Menopause Hair Loss: What’s Really Causing It and What Actually Helps

Woman with menopausal hair loss

Menopause Hair Loss: What’s Really Causing It and What Actually Helps

The Shower Moment, the Science, and What I’m Actually Doing About It

By Ann Hackman | NOURISH Health Coaching

It started in the shower.

I was rinsing out my conditioner when I ran my fingers through my hair and pulled away more strands than usual. Not dramatic. Not handfuls. Just enough to make me pause.

And I stood there longer than necessary, staring at my hand.

I told myself it was stress. Winter. Nothing — certainly not menopause hair loss.

But it kept happening.

The shedding increased. My widow’s peak was showing more scalp than hair. I started bracing myself every time I washed my hair.

And here’s what surprised me most: I felt grief.

Hair feels tied to femininity, vitality, identity.
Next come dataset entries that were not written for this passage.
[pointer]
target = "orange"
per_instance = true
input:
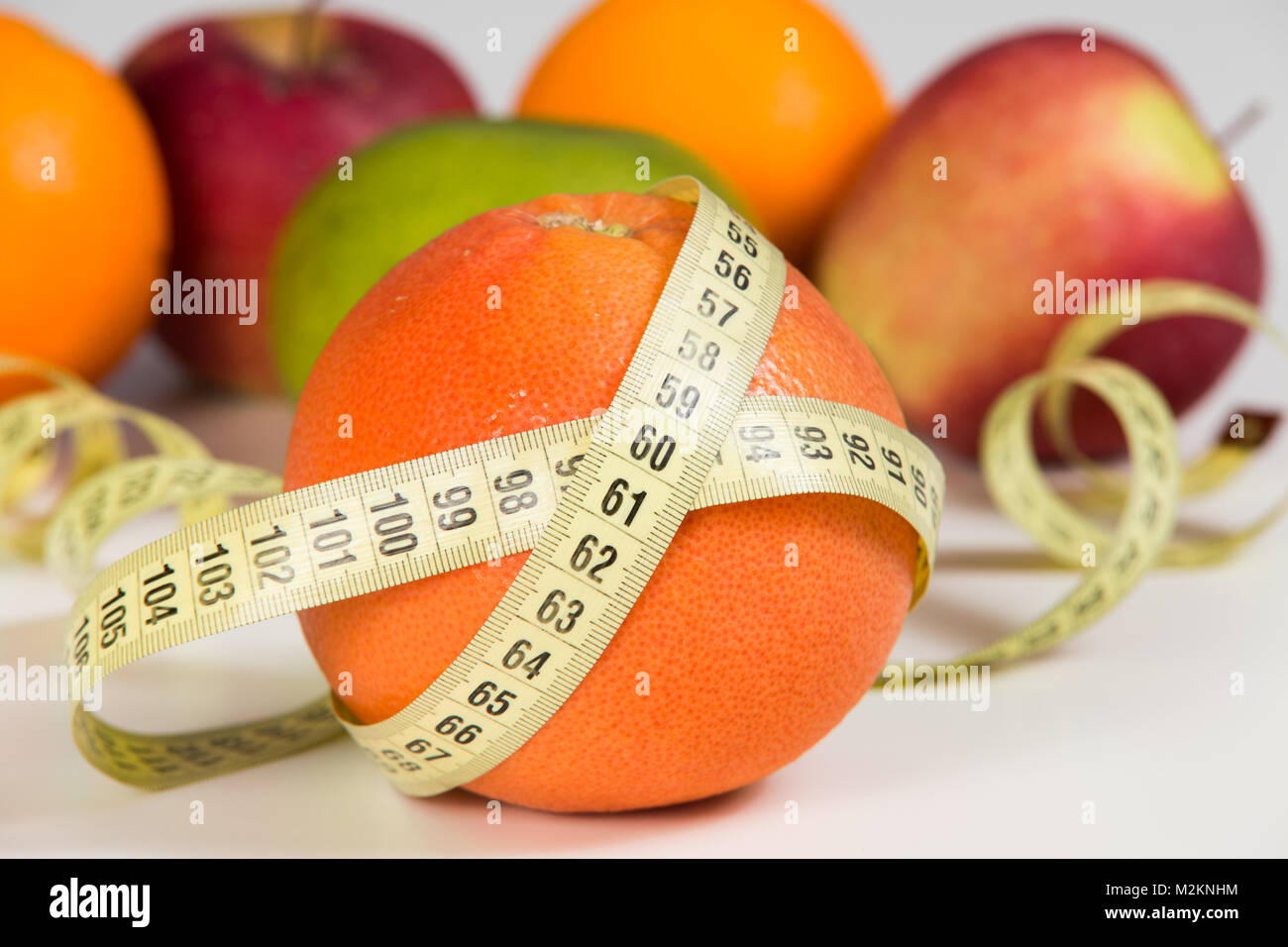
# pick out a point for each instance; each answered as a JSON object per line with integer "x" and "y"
{"x": 750, "y": 660}
{"x": 772, "y": 93}
{"x": 85, "y": 221}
When it starts thinning, it touches something deeper than appearance. And I think many women quietly carry that weight alone — too embarrassed to say it out loud, too quick to tell themselves it shouldn’t matter.

It matters. And you are allowed to say so.
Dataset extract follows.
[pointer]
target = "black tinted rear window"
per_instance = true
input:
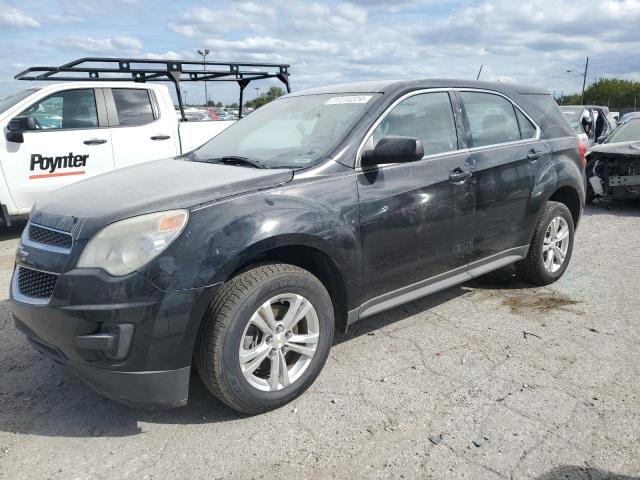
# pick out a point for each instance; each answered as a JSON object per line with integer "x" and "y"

But I didn’t want to just feel it. I wanted to understand it. So I did what we do inside NOURISH.

I got curious.

What the Labs Showed — and What They Didn’t

I assembled a team. My OB. My dermatologist. My naturopathic doctor. Together, we ran a thorough panel of

labs that included hormones, thyroid, iron, ferritin, Vitamin D, and zinc.

Everything came back within a healthy range.

And yet my hair was still thinning.

That’s the part that trips most women up. We expect the labs to show something. When they don’t, we assume we’re imagining it, or we accept “you look fine” as an answer.

I want to say clearly: normal does not always mean optimal. And a normal lab result is not the end of the investigation.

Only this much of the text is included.